De: Theresa Catharina de Goes Campos
Data: 7 de agosto de 2011 16:55
Assunto: No seu excelente artigo sobre o filme " Homens e Deuses "
Para: REYNALDO FERREIRA


Estimado Reynaldo:

Sobre o seu excelente, informativo artigo em que comenta o filme Homens e Deuses, quero manifestar que tenho uma diferente interpretação para a atitude dos monges diante da morte... Nenhum deles desejava morrer, pelo contrário, eram todos devotados à vida, inclusive pautando a sua existência no mundo por uma dedicação plena à vida, numa dimensão enriquecida por sua visão de profunda espiritualidade - em todos os aspectos da convivência, acima das diferenças raciais, religiosas e dos níveis de conhecimento intelectual.

A possibilidade de morte violenta e prematura lhes chegou com a compreensão da realidade à sua volta, uma situação que não existia e, de repente, veio até eles. Uma análise das ameaças, bem como dos atos criminosos já concretizados contra outros, fora do mosteiro, indicou uma impossibilidade de fuga do local para um retorno à França. O oferecimento das forças governistas para ajudá-los não foi aceito porque esses militares não eram confiáveis, pelo contrário, nem mesmo deixavam transparecer qualquer simpatia para com aqueles estrangeiros, praticantes do cristianismo, que exerciam, nas cercanias, uma posição de autoridade conquistada pelo respeito mútuo. Isso é explicado no filme, em uma das conversas entre os religiosos, quando manifestavam o seu medo diante da morte, expressavam reflexões sobre uma decisão pessoal, individual pela sobrevivência, falavam sobre os limites dos votos sacerdotais que haviam formulado, em circunstâncias e tempos bem diferentes.
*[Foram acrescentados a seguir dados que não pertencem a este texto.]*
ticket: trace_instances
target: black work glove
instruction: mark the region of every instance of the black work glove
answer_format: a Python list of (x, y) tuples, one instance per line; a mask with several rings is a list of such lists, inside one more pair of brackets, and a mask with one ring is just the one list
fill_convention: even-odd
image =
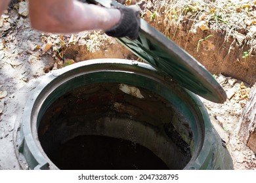
[(128, 37), (133, 40), (137, 39), (140, 27), (137, 18), (139, 8), (135, 5), (117, 8), (121, 12), (121, 20), (116, 25), (106, 30), (106, 34), (114, 37)]

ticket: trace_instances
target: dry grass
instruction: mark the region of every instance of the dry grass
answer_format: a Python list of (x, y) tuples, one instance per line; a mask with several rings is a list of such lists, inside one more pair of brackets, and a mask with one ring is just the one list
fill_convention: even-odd
[(167, 37), (174, 24), (177, 27), (182, 22), (192, 22), (190, 31), (195, 33), (198, 27), (203, 31), (221, 30), (225, 34), (226, 40), (232, 37), (240, 45), (249, 46), (250, 49), (246, 53), (249, 56), (256, 51), (255, 0), (142, 1), (148, 3), (146, 8), (144, 9), (144, 15), (149, 15), (155, 22), (160, 22), (162, 24), (160, 31)]

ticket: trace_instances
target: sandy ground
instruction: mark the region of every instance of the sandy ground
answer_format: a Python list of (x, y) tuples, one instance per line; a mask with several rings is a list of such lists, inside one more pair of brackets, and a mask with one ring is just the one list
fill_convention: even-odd
[[(39, 78), (49, 70), (57, 69), (67, 63), (67, 58), (61, 54), (66, 55), (72, 61), (75, 62), (85, 58), (112, 58), (117, 52), (119, 53), (117, 58), (133, 59), (133, 57), (128, 51), (117, 52), (120, 50), (121, 46), (114, 39), (99, 32), (63, 36), (43, 35), (32, 30), (26, 16), (21, 16), (15, 9), (10, 10), (1, 18), (1, 144), (7, 139), (12, 141), (10, 136), (12, 135), (14, 127), (9, 126), (7, 122), (2, 121), (5, 108), (9, 105), (9, 99), (30, 80)], [(123, 48), (121, 49), (125, 50)], [(120, 54), (120, 52), (122, 54)], [(74, 53), (75, 56), (73, 56)], [(223, 104), (216, 104), (202, 99), (208, 110), (213, 125), (223, 139), (223, 146), (228, 150), (232, 158), (234, 169), (256, 169), (255, 155), (243, 144), (238, 135), (239, 120), (246, 103), (246, 100), (241, 99), (239, 92), (245, 91), (249, 95), (249, 87), (242, 81), (222, 75), (216, 76), (216, 79), (232, 97)], [(7, 147), (0, 146), (0, 151), (3, 150), (7, 150)], [(1, 159), (0, 155), (0, 169), (5, 169), (6, 165), (1, 165)], [(13, 169), (16, 169), (16, 167), (13, 167)]]

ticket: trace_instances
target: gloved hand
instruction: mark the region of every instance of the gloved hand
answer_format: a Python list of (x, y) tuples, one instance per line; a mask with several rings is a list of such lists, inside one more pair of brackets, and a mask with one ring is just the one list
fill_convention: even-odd
[(116, 25), (106, 30), (106, 34), (114, 37), (128, 37), (133, 40), (137, 39), (140, 27), (137, 18), (139, 8), (132, 5), (117, 8), (121, 12), (121, 20)]

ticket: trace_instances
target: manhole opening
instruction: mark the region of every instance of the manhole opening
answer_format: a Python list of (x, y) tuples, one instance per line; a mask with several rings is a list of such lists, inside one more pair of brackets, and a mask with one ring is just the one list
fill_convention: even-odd
[(192, 136), (171, 103), (117, 83), (67, 92), (38, 127), (44, 152), (60, 169), (182, 169), (191, 159)]

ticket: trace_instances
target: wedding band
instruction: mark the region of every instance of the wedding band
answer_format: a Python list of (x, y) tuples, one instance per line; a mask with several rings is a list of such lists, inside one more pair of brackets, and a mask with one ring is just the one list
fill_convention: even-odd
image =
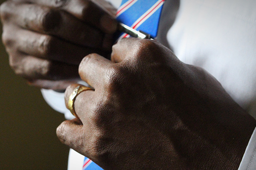
[(73, 93), (70, 96), (68, 99), (68, 103), (67, 105), (67, 107), (68, 110), (70, 111), (71, 113), (76, 117), (78, 118), (77, 115), (75, 111), (75, 108), (74, 108), (74, 103), (75, 102), (75, 100), (76, 98), (81, 92), (87, 90), (93, 90), (91, 88), (88, 88), (88, 87), (84, 86), (82, 85), (79, 85), (73, 91)]

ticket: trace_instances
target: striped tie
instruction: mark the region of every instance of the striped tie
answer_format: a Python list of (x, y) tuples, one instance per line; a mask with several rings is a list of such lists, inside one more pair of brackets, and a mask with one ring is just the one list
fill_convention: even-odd
[[(154, 38), (157, 35), (158, 23), (165, 0), (122, 0), (116, 17), (116, 20), (137, 31), (150, 34)], [(120, 37), (128, 37), (127, 34)], [(103, 170), (91, 160), (85, 157), (83, 170)]]
[[(123, 0), (116, 12), (116, 20), (154, 38), (165, 0)], [(129, 36), (124, 34), (121, 37)]]

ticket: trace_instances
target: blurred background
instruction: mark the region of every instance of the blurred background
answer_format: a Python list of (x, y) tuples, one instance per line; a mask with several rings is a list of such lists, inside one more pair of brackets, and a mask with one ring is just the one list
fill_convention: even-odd
[(56, 136), (64, 115), (14, 74), (2, 40), (0, 58), (0, 170), (67, 170), (69, 149)]

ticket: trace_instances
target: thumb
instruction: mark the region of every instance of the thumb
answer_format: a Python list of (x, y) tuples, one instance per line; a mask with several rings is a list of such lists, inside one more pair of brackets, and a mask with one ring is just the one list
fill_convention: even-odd
[(70, 148), (76, 150), (79, 142), (82, 142), (82, 128), (83, 124), (81, 120), (75, 118), (63, 122), (56, 130), (57, 136), (61, 142)]

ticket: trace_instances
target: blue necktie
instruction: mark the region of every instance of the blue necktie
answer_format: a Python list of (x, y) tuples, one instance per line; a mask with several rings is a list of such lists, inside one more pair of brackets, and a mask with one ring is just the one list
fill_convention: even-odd
[[(116, 20), (137, 31), (150, 34), (153, 38), (157, 34), (158, 24), (165, 0), (122, 0), (116, 15)], [(128, 37), (124, 33), (120, 37)], [(83, 170), (103, 170), (85, 157)]]

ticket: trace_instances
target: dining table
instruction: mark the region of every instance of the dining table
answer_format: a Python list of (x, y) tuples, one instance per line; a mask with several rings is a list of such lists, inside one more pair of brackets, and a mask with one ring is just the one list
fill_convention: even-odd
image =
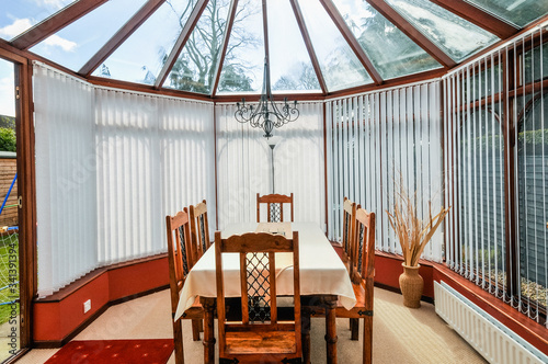
[[(352, 309), (356, 304), (356, 297), (352, 287), (349, 272), (342, 260), (336, 254), (330, 241), (315, 223), (240, 223), (231, 224), (221, 231), (222, 238), (244, 232), (271, 232), (292, 237), (292, 231), (298, 231), (299, 237), (299, 269), (300, 269), (300, 295), (301, 300), (306, 298), (313, 306), (321, 306), (326, 311), (326, 351), (327, 363), (336, 363), (336, 326), (335, 307), (338, 304), (346, 309)], [(240, 263), (239, 254), (226, 254), (222, 260), (222, 273), (225, 276), (225, 296), (240, 296)], [(293, 295), (293, 272), (288, 262), (279, 260), (276, 262), (276, 274), (278, 274), (277, 294), (279, 296)], [(284, 278), (284, 274), (287, 278)], [(287, 284), (284, 284), (284, 281)], [(204, 308), (204, 363), (215, 363), (215, 333), (214, 318), (216, 308), (216, 271), (215, 248), (208, 249), (189, 272), (183, 289), (179, 297), (179, 305), (174, 320), (184, 315), (199, 297)], [(339, 303), (338, 303), (339, 302)], [(305, 308), (306, 309), (306, 308)], [(310, 357), (310, 322), (309, 317), (302, 318), (308, 322), (302, 325), (302, 352), (304, 363), (309, 363)], [(308, 357), (307, 357), (308, 356)]]

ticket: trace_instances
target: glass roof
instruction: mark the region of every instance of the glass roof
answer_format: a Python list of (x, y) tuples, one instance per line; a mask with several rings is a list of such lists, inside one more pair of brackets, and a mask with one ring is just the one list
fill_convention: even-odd
[[(209, 1), (163, 87), (212, 93), (229, 7), (229, 0)], [(210, 38), (217, 42), (209, 42)]]
[(238, 2), (218, 94), (259, 93), (263, 87), (264, 32), (261, 0)]
[(78, 71), (144, 3), (145, 0), (110, 0), (31, 52)]
[[(289, 0), (269, 1), (270, 70), (273, 92), (321, 92)], [(284, 19), (279, 22), (279, 19)], [(287, 57), (287, 55), (292, 55)]]
[(195, 2), (164, 2), (95, 69), (93, 76), (153, 84)]
[[(368, 0), (264, 1), (266, 16), (263, 0), (165, 0), (147, 16), (129, 23), (138, 24), (129, 34), (124, 33), (127, 30), (123, 26), (152, 1), (110, 0), (88, 14), (73, 16), (75, 9), (85, 8), (73, 0), (3, 0), (0, 37), (25, 50), (34, 45), (33, 37), (39, 36), (30, 48), (32, 53), (78, 73), (117, 34), (125, 41), (96, 57), (93, 76), (157, 87), (157, 79), (162, 77), (160, 88), (213, 96), (261, 92), (267, 50), (274, 92), (327, 94), (372, 86), (372, 77), (376, 83), (383, 83), (448, 69), (454, 64), (448, 65), (447, 59), (458, 64), (500, 41), (481, 22), (458, 15), (465, 1), (476, 7), (479, 14), (496, 16), (516, 27), (516, 32), (548, 13), (548, 2), (538, 0), (454, 0), (454, 12), (429, 0), (379, 0), (375, 7)], [(233, 3), (238, 4), (236, 16), (229, 24)], [(68, 9), (71, 4), (75, 7)], [(195, 8), (196, 4), (205, 7)], [(392, 8), (409, 24), (399, 16), (392, 19), (381, 8)], [(48, 31), (52, 27), (44, 23), (54, 14), (68, 24), (58, 32)], [(335, 24), (332, 18), (342, 21)], [(190, 19), (197, 21), (192, 23), (189, 39), (173, 49), (182, 31), (189, 29)], [(26, 33), (31, 29), (36, 32)], [(230, 34), (226, 34), (227, 29)], [(434, 45), (419, 42), (421, 33)], [(227, 50), (222, 55), (225, 41)], [(172, 55), (173, 52), (178, 54)], [(163, 65), (173, 57), (173, 67), (165, 73)], [(445, 64), (441, 64), (443, 59)], [(368, 65), (370, 73), (364, 65)], [(89, 68), (83, 71), (85, 68), (83, 77), (89, 73)]]
[(300, 0), (320, 68), (330, 91), (372, 83), (370, 76), (319, 1)]
[(523, 27), (548, 13), (546, 0), (466, 0), (502, 20)]
[(384, 79), (442, 67), (367, 2), (333, 2)]
[(490, 46), (499, 38), (429, 0), (386, 0), (456, 61)]
[(55, 14), (73, 0), (2, 0), (0, 37), (11, 41)]

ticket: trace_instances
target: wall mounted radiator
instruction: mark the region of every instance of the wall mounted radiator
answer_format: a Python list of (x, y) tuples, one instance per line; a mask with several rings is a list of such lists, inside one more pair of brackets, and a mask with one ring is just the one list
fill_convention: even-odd
[(434, 282), (436, 314), (489, 363), (546, 364), (548, 356), (445, 282)]

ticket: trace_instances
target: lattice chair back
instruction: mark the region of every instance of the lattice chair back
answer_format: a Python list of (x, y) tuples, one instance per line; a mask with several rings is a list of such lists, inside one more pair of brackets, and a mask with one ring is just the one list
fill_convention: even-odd
[(256, 194), (256, 221), (261, 221), (261, 204), (266, 204), (266, 218), (269, 223), (282, 223), (284, 219), (284, 204), (289, 204), (293, 216), (293, 193), (288, 196), (281, 194), (270, 194), (260, 196)]
[[(227, 253), (240, 259), (241, 321), (229, 321), (225, 307), (222, 260)], [(292, 253), (293, 266), (276, 265), (277, 253)], [(217, 316), (220, 363), (300, 363), (300, 278), (298, 232), (293, 239), (266, 232), (250, 232), (221, 239), (215, 234)], [(285, 261), (285, 260), (282, 260)], [(276, 271), (276, 269), (278, 271)], [(294, 315), (281, 321), (277, 315), (277, 273), (293, 280)]]
[(343, 260), (347, 261), (352, 255), (352, 243), (354, 241), (354, 228), (356, 219), (356, 204), (349, 198), (344, 197), (343, 203), (343, 236), (342, 236), (342, 249), (343, 249)]
[(352, 281), (372, 278), (375, 269), (375, 213), (356, 209), (355, 237), (352, 257)]
[(202, 201), (195, 206), (190, 206), (189, 215), (191, 218), (191, 235), (193, 241), (194, 261), (197, 261), (209, 247), (209, 221), (207, 220), (207, 204)]
[[(179, 294), (183, 289), (184, 280), (192, 269), (191, 230), (186, 212), (175, 216), (165, 216), (168, 231), (168, 263), (170, 270), (171, 317), (175, 316)], [(181, 320), (173, 322), (173, 341), (175, 345), (175, 363), (184, 363), (183, 333)]]

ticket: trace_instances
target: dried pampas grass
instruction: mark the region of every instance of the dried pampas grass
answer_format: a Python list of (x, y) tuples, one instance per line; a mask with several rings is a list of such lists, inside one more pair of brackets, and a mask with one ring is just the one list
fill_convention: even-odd
[(447, 208), (442, 206), (441, 212), (432, 217), (432, 203), (429, 201), (429, 218), (422, 220), (416, 215), (416, 191), (410, 196), (403, 186), (402, 178), (400, 178), (398, 187), (393, 214), (389, 211), (386, 213), (400, 241), (404, 264), (416, 266), (424, 247), (449, 213), (450, 206)]

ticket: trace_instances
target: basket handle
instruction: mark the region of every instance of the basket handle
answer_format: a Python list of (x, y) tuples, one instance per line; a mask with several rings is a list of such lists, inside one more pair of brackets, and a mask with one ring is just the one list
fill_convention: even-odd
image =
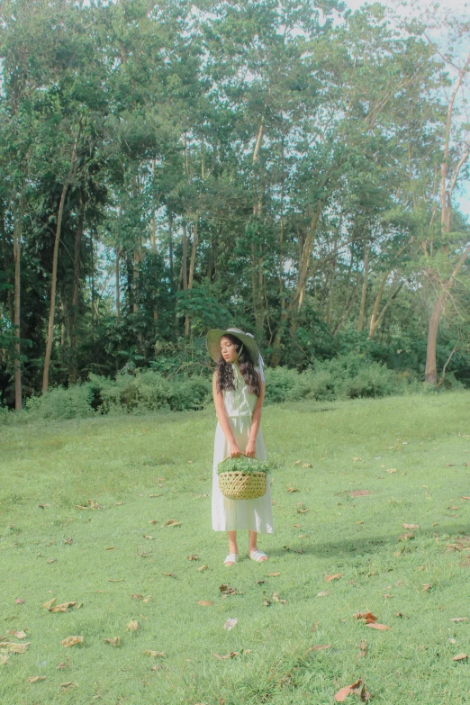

Mas, aqui é fundamental entender que o martírio cristão não significa suicídio, e sim, aceitação de uma realidade que foge ao controle daquele que não usa métodos de violência, nem para se defender, nem se revolta, no seu íntimo, contra Deus porque a sua vida terrena lhe será tirada antecipadamente e de forma cruel. Os monges, na verdade, não tinham alternativas. Sua única opção foi recorrer à força de sua fé, que lhes daria a coragem necessária para enfrentar os momentos mais difíceis como pessoas dedicadas a Deus e a seu próximo. Saint-Exupéry também acreditava: "o que dá um sentido à vida dá sentido à morte".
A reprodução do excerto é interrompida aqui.